Unfortunately this film is presented in a full frame format. I could not find a reliable source on the original aspect ratio, but I believe it was at least marginally wider. Joseph MacDonald’s trademark vistas are not given their due with this problematic print. Contrast is simply terrible. Darks are too dark, and the desert sun washes out anything with any brightness. The vistas are also lost a bit in the smaller screen ratio. The print is otherwise in better shape. Minimal grain and artifacts make the image look better despite the contrast problems. There are moments where the print exhibits a blur that reminds me of a second generation video dub.
The Dolby Digital 2.0 track is far more serviceable. Dialogue is always clear. No thunder in the hoof beats, but the sound is still quite clear. The opening theme distorts just a bit, but this problem soon vanishes, as there is really no score to speak of during the film itself.
A series of production and promotion galleries is all there is to show for the film. A couple of trailers round out the minimal package.

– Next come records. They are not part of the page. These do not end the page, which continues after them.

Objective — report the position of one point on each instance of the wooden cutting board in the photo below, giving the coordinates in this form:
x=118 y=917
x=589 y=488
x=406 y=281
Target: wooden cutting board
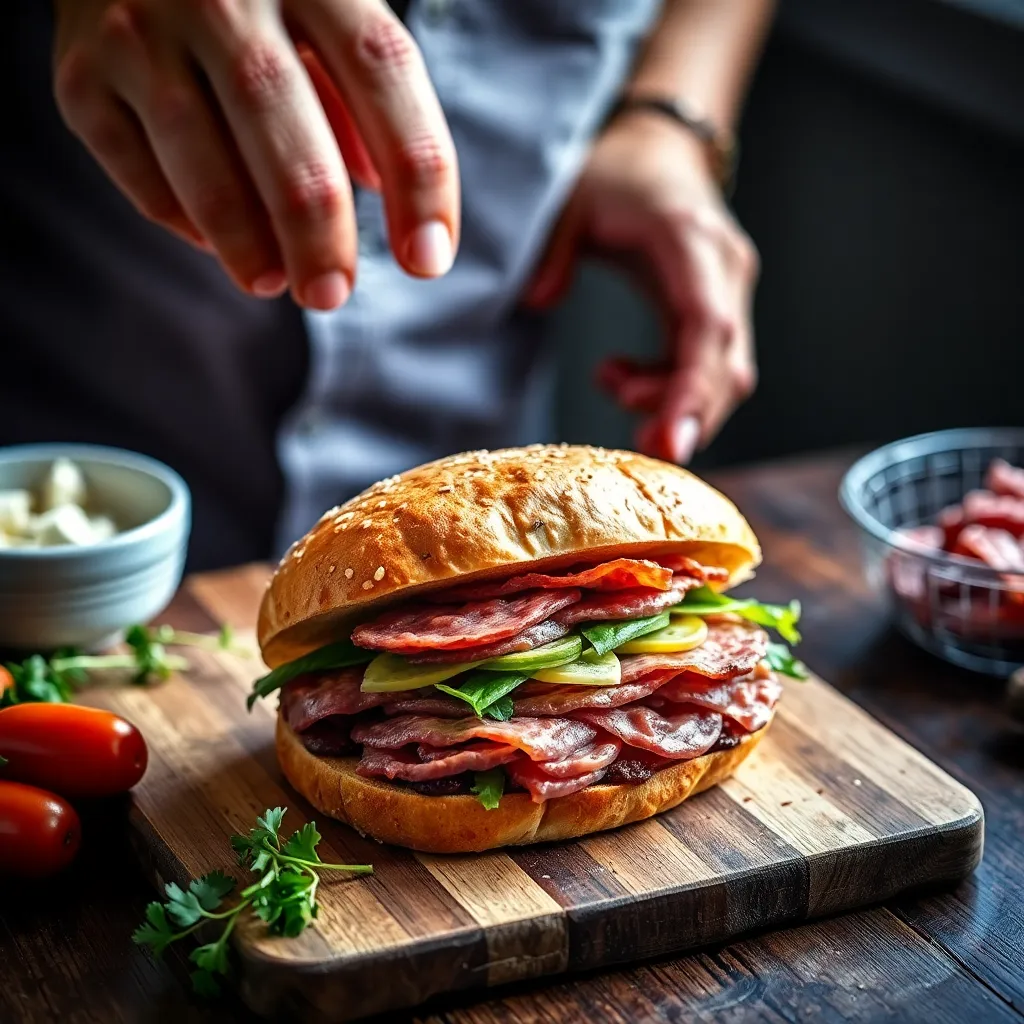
x=832 y=812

This is not a bad movie any more than it is a particularly good one. Therein lies the rub. The fact is, the film left me with almost no impression at all. I guess it serves its purpose if all you’re looking for is some traditional western fun without as much gunplay, horse chases, or barroom brawls. There are a couple short gunfights, but they’re really quite tame when you get down to it. I’m afraid that this film serves mostly as a good trip down cinema’s memory lane. Peck fans and western genre collectors only. Still, I wouldn’t call it a waste of time, as it can be enjoyable to a point. I’d say Yellow Sky is a release that will come and go rather unceremoniously, to find its eventual life as a staple in discount racks and used disc stores. There’s a lot of stuff just like it out there. All that’s left for you to do is to “make a choice”.